Question

The value of \[^n{C_1}{ + ^{n + 1}}{C_2}{ + ^{n + 2}}{C_3} + ...{ + ^{n + m - 1}}{C_m}\] is equal
(This question has multiple correct options)
A) \[^{m + n}{C_{n - 1}}\]
B) \[^{m + n}{C_{n + 1}}\]
C) \[^m{C_1}{ + ^{m + 1}}{C_2}{ + ^{m + 2}}{C_3}...{ + ^{n + m - 1}}{C_n}\]
D) \[^{m + n}{C_m} - 1\]

Answer 1

Hint:Here we use the property of combinations that \[^n{C_r}{ + ^n}{C_{r + 1}}{ = ^{n + 1}}{C_{r + 1}}\]. Add and subtract the value \[^n{C_0}\]from the given equation. Combine the pairs according to the property which will reduce a value in each step. Apply the property to the terms having the same subscript until we reach the end of the terms.

Complete step-by-step answer:
We are given the equation \[^n{C_1}{ + ^{n + 1}}{C_2}{ + ^{n + 2}}{C_3} + ...{ + ^{n + m - 1}}{C_m}\].
Add and subtract the value \[^n{C_0}\] from the equation
\[{ \Rightarrow ^n}{C_0}{ + ^n}{C_1}{ + ^{n + 1}}{C_2}{ + ^{n + 2}}{C_3} + ...{ + ^{n + m - 1}}{C_m}{ - ^n}{C_0} ………..… (1)\]
Now we know from the property that \[^n{C_r}{ + ^n}{C_{r + 1}}{ = ^{n + 1}}{C_{r + 1}}\]
Substituting the value of \[n = n,r = 0\] in the property
We can write \[^n{C_0}{ + ^n}{C_{0 + 1}}{ = ^{n + 1}}{C_{0 + 1}}\]
Calculate the terms in subscript and superscript.
\[{ \Rightarrow ^n}{C_0}{ + ^n}{C_1}{ = ^{n + 1}}{C_1} ……..… (2)\]
Substitute the value from equation (2) in equation (1)
\[{ \Rightarrow ^{n + 1}}{C_1}{ + ^{n + 1}}{C_2}{ + ^{n + 2}}{C_3} + ...{ + ^{n + m - 1}}{C_m}{ - ^n}{C_0} ……….… (3)\]
Now again we know from the property that \[^n{C_r}{ + ^n}{C_{r + 1}}{ = ^{n + 1}}{C_{r + 1}}\]
Substituting the value of \[n = n + 1,r = 1\]
We can write \[^{n + 1}{C_1}{ + ^{n + 1}}{C_{1 + 1}}{ = ^{n + 1 + 1}}{C_{1 + 1}}\]
Calculate the terms in subscript and superscript.
\[{ \Rightarrow ^{n + 1}}{C_1}{ + ^{n + 1}}{C_2}{ = ^{n + 2}}{C_2} …...… (4)\]
Substitute the value from equation (4) in equation (3)
\[{ \Rightarrow ^{n + 2}}{C_2}{ + ^{n + 2}}{C_3} + ...{ + ^{n + m - 1}}{C_m}{ - ^n}{C_0}\]
Similarly, \[^{n + 2}{C_2}{ + ^{n + 2}}{C_3}{ = ^{n + 3}}{C_3}\]
So, the equation becomes
\[{ \Rightarrow ^{n + 3}}{C_3} + ...{ + ^{n + m - 1}}{C_m}{ - ^n}{C_0}\]
Proceeding in this way we can write from the property.
\[^{n + m - 1}{C_{m - 1}}{ + ^{n + m - 1}}{C_{m - 1 + 1}}{ = ^{n + m}}{C_m}\]
This will be the last term of the equation.
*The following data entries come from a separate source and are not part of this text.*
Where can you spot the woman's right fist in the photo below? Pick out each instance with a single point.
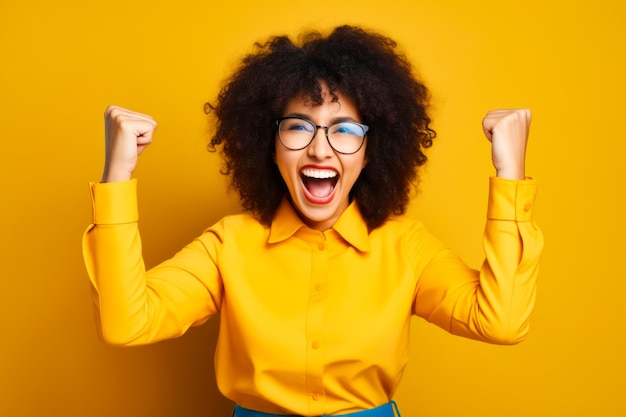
(127, 134)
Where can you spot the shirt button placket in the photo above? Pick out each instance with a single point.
(315, 327)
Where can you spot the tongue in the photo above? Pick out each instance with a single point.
(319, 188)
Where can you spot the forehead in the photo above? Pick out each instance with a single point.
(337, 104)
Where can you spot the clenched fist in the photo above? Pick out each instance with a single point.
(508, 132)
(127, 134)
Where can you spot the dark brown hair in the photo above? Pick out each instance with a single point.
(364, 65)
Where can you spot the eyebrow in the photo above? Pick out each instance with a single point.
(332, 122)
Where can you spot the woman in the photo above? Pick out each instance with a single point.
(317, 282)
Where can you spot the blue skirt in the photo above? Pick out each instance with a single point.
(386, 410)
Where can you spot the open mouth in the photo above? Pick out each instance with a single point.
(320, 183)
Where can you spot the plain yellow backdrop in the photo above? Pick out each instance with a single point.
(62, 62)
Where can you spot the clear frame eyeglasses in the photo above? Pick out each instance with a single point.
(296, 133)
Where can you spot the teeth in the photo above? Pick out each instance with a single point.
(319, 173)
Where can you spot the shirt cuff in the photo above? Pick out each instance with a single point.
(511, 199)
(114, 202)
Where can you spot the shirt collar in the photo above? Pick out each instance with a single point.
(350, 225)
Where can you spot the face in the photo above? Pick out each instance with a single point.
(319, 179)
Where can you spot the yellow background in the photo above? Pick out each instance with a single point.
(62, 62)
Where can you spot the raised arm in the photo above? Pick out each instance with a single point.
(494, 303)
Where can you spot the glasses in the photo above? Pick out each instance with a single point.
(296, 133)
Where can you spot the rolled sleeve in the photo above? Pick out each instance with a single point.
(511, 199)
(114, 202)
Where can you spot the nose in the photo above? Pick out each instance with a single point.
(319, 148)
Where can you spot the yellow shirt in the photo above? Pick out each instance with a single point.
(313, 323)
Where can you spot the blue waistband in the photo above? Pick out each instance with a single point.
(386, 410)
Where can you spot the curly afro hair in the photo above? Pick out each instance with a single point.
(364, 65)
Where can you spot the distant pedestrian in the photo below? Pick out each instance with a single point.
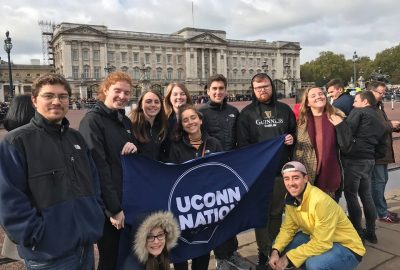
(368, 144)
(341, 99)
(380, 175)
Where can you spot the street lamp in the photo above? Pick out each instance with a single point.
(108, 68)
(287, 69)
(355, 58)
(7, 48)
(265, 67)
(143, 77)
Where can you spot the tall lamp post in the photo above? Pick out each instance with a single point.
(143, 77)
(7, 48)
(288, 78)
(355, 58)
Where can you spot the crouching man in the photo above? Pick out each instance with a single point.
(316, 233)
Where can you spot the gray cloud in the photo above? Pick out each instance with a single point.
(341, 26)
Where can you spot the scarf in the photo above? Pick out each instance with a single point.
(329, 176)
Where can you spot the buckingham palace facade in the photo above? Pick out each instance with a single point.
(84, 54)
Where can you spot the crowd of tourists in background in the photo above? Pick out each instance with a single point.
(61, 189)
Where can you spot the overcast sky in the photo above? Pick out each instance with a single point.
(341, 26)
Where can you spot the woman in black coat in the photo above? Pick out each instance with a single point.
(192, 143)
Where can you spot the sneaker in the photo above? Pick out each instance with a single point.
(370, 237)
(389, 219)
(238, 262)
(393, 214)
(223, 265)
(262, 262)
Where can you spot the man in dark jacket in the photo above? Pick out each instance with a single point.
(50, 202)
(219, 121)
(263, 119)
(380, 174)
(358, 163)
(341, 100)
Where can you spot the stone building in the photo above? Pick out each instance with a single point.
(85, 53)
(22, 76)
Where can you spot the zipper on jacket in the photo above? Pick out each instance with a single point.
(73, 167)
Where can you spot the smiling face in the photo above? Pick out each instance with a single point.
(263, 90)
(191, 122)
(151, 105)
(316, 99)
(217, 92)
(359, 103)
(156, 241)
(177, 98)
(117, 95)
(334, 91)
(295, 183)
(52, 102)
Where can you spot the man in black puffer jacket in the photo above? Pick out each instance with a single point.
(264, 119)
(50, 202)
(358, 164)
(219, 121)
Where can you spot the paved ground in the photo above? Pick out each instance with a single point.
(384, 255)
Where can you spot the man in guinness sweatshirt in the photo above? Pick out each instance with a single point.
(263, 119)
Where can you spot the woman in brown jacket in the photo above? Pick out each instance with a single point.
(320, 135)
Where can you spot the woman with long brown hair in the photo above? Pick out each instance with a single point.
(150, 125)
(192, 143)
(319, 137)
(176, 96)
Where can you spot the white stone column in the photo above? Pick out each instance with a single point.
(83, 91)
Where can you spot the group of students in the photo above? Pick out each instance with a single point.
(85, 176)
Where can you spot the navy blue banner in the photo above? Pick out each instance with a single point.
(213, 198)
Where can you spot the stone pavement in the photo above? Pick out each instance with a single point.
(383, 256)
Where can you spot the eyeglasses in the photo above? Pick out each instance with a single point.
(152, 238)
(262, 87)
(51, 96)
(380, 93)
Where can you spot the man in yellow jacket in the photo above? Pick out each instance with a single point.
(316, 232)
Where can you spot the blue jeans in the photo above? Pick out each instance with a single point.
(82, 259)
(338, 257)
(379, 180)
(357, 179)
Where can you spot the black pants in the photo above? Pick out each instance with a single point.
(226, 249)
(198, 263)
(108, 247)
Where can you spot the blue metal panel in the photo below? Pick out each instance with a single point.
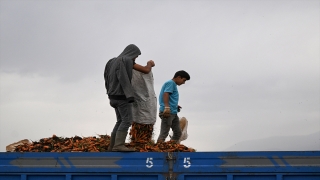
(249, 162)
(288, 165)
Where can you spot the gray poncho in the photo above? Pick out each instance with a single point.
(118, 74)
(144, 108)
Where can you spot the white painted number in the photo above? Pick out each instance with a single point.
(187, 162)
(149, 162)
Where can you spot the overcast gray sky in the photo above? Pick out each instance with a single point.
(254, 66)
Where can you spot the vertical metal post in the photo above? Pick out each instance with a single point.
(171, 160)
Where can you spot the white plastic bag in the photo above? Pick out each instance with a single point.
(184, 127)
(144, 109)
(184, 132)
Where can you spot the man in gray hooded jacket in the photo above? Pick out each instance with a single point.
(118, 75)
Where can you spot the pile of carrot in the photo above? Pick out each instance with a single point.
(73, 144)
(141, 133)
(96, 144)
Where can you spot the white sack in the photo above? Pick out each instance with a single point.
(184, 127)
(144, 109)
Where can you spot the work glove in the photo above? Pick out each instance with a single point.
(166, 112)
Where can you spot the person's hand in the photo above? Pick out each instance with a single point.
(166, 112)
(151, 63)
(179, 108)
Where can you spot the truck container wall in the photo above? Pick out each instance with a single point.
(272, 165)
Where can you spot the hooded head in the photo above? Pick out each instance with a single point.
(130, 52)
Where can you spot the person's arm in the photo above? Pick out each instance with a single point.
(166, 99)
(166, 111)
(144, 69)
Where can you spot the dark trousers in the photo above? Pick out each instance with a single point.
(124, 115)
(170, 122)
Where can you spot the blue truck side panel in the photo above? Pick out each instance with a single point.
(272, 165)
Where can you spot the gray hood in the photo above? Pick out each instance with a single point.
(130, 52)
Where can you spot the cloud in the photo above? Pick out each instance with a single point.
(254, 66)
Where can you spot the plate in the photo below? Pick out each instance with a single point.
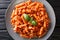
(14, 35)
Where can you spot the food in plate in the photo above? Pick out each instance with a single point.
(30, 19)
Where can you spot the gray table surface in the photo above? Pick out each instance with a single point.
(3, 31)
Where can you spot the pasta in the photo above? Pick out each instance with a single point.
(37, 12)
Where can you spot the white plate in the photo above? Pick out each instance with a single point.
(49, 9)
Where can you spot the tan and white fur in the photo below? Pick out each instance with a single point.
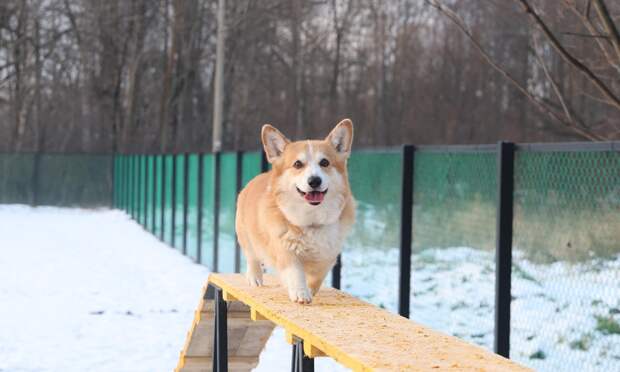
(295, 217)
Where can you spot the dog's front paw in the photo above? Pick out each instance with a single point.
(255, 281)
(300, 295)
(292, 242)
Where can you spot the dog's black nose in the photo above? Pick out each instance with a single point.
(314, 181)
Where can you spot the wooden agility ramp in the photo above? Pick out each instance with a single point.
(355, 333)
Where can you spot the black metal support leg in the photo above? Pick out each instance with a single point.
(220, 333)
(301, 363)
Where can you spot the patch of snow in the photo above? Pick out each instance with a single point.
(554, 308)
(91, 290)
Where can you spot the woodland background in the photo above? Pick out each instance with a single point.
(137, 75)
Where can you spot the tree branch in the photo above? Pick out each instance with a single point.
(609, 25)
(457, 21)
(615, 100)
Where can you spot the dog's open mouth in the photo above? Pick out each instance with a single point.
(313, 197)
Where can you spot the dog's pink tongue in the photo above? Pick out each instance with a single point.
(314, 196)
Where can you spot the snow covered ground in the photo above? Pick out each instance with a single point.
(90, 290)
(564, 317)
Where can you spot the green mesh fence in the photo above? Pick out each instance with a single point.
(228, 198)
(135, 186)
(168, 199)
(150, 189)
(371, 252)
(75, 180)
(141, 188)
(16, 178)
(453, 267)
(179, 201)
(566, 261)
(208, 197)
(250, 168)
(157, 209)
(192, 206)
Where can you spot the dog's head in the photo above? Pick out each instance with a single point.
(310, 177)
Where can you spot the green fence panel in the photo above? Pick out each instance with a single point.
(192, 206)
(228, 198)
(150, 191)
(250, 168)
(208, 168)
(157, 209)
(371, 252)
(134, 187)
(169, 200)
(75, 180)
(566, 255)
(141, 189)
(16, 174)
(129, 207)
(118, 178)
(453, 261)
(179, 201)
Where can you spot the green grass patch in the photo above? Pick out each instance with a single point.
(607, 325)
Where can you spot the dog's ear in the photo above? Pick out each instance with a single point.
(274, 142)
(341, 137)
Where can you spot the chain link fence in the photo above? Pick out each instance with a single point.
(565, 308)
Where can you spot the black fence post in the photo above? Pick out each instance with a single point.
(406, 225)
(162, 232)
(113, 169)
(138, 192)
(185, 199)
(154, 201)
(337, 272)
(145, 190)
(130, 171)
(173, 189)
(216, 208)
(220, 334)
(239, 185)
(264, 163)
(301, 363)
(503, 253)
(200, 205)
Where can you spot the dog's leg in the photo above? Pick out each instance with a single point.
(254, 272)
(293, 277)
(316, 275)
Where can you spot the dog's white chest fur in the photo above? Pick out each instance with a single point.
(321, 243)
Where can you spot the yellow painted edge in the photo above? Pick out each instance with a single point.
(289, 337)
(328, 349)
(311, 351)
(190, 333)
(255, 315)
(228, 297)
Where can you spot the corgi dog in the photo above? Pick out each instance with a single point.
(295, 217)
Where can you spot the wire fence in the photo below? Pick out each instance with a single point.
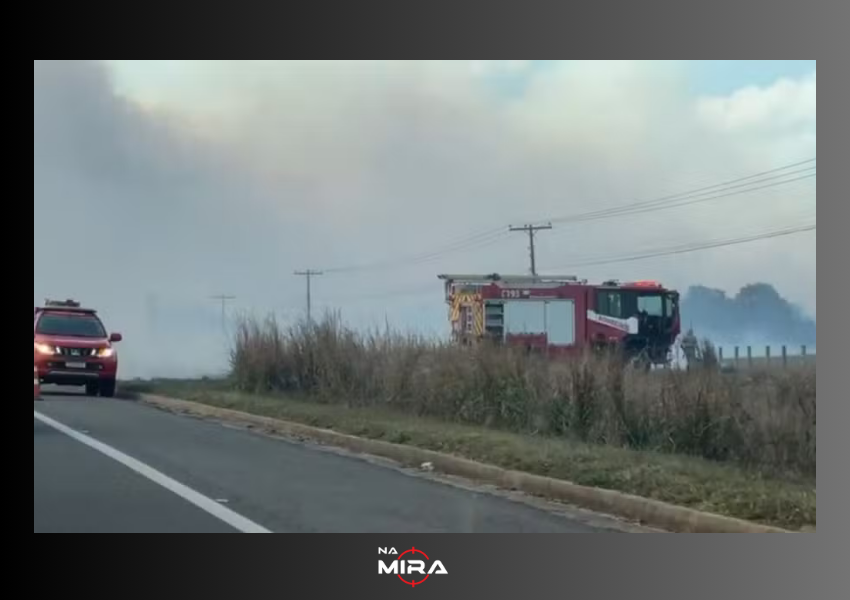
(766, 356)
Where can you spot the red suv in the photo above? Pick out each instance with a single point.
(72, 347)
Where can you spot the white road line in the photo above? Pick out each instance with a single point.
(208, 505)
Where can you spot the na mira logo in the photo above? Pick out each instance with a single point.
(411, 566)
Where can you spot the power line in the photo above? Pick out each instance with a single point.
(309, 274)
(531, 230)
(688, 248)
(695, 196)
(699, 191)
(224, 299)
(683, 200)
(661, 252)
(480, 240)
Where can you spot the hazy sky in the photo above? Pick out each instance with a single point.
(160, 183)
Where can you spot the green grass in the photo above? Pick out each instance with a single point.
(784, 501)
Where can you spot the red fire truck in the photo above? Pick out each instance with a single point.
(564, 315)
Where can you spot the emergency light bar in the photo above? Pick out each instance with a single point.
(69, 305)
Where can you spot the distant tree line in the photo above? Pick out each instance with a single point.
(757, 314)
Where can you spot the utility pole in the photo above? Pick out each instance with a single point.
(309, 274)
(531, 230)
(224, 299)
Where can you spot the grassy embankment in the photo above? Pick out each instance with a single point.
(739, 444)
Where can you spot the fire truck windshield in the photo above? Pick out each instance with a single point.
(623, 304)
(651, 304)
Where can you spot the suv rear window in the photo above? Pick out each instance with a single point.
(70, 325)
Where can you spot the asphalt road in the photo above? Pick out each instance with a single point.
(104, 466)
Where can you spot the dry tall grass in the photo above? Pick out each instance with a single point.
(759, 419)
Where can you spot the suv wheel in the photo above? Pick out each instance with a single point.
(107, 388)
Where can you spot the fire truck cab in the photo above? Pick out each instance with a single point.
(564, 315)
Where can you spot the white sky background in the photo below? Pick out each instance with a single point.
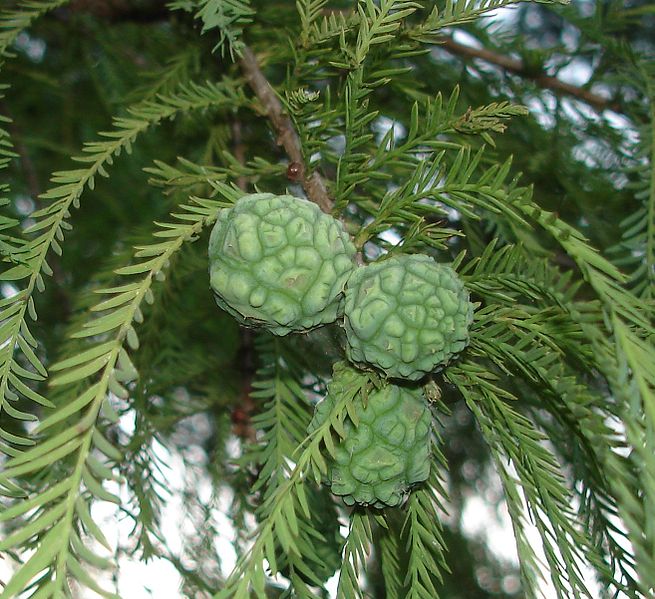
(158, 578)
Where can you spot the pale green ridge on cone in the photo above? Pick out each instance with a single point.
(279, 262)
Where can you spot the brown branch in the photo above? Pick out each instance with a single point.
(287, 136)
(517, 67)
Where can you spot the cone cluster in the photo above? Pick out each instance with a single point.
(280, 263)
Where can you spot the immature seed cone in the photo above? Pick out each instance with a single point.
(279, 262)
(386, 452)
(406, 316)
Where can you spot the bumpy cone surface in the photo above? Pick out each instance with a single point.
(386, 452)
(406, 315)
(279, 262)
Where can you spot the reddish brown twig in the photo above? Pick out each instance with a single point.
(517, 67)
(287, 136)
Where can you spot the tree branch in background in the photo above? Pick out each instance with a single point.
(517, 67)
(287, 136)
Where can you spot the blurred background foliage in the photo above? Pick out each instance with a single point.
(83, 63)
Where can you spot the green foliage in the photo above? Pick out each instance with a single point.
(527, 188)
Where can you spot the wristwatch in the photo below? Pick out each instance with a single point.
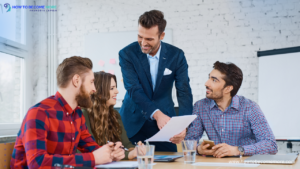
(241, 150)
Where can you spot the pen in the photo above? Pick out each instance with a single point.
(120, 146)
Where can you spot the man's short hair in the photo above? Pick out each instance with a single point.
(233, 75)
(153, 18)
(71, 66)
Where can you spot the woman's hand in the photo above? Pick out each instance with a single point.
(133, 153)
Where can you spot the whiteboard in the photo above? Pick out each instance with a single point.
(279, 93)
(103, 49)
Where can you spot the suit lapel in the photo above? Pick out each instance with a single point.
(161, 66)
(145, 64)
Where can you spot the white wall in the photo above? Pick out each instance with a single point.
(207, 30)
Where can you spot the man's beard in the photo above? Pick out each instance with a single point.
(215, 96)
(151, 48)
(84, 99)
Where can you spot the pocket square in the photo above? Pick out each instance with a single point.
(167, 72)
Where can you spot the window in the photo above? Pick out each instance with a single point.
(13, 52)
(11, 88)
(12, 21)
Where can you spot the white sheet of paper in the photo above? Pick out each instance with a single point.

So the equation becomes
\[{ \Rightarrow ^{n + m}}{C_m}{ - ^n}{C_0}\]
We know the value of \[^n{C_0} = 1\]
Substitute the value of \[^n{C_0} = 1\] in the equation
\[{ \Rightarrow ^{n + m}}{C_m} - 1\]
Therefore, value of \[^n{C_1}{ + ^{n + 1}}{C_2}{ + ^{n + 2}}{C_3} + ...{ + ^{n + m - 1}}{C_m}\] is \[^{n + m}{C_m} - 1\]

Note:Students might try to open up each combination using the formula \[^n{C_r} = \dfrac{{n!}}{{(n - r)!r!}}\]which will result in a sum which is difficult to calculate. It is advised to use the property which converts the sum of two terms into one term and we move in the same manner until we reach the end.Students are advised to perform the first two sums of combinations step by step in order to understand the pattern.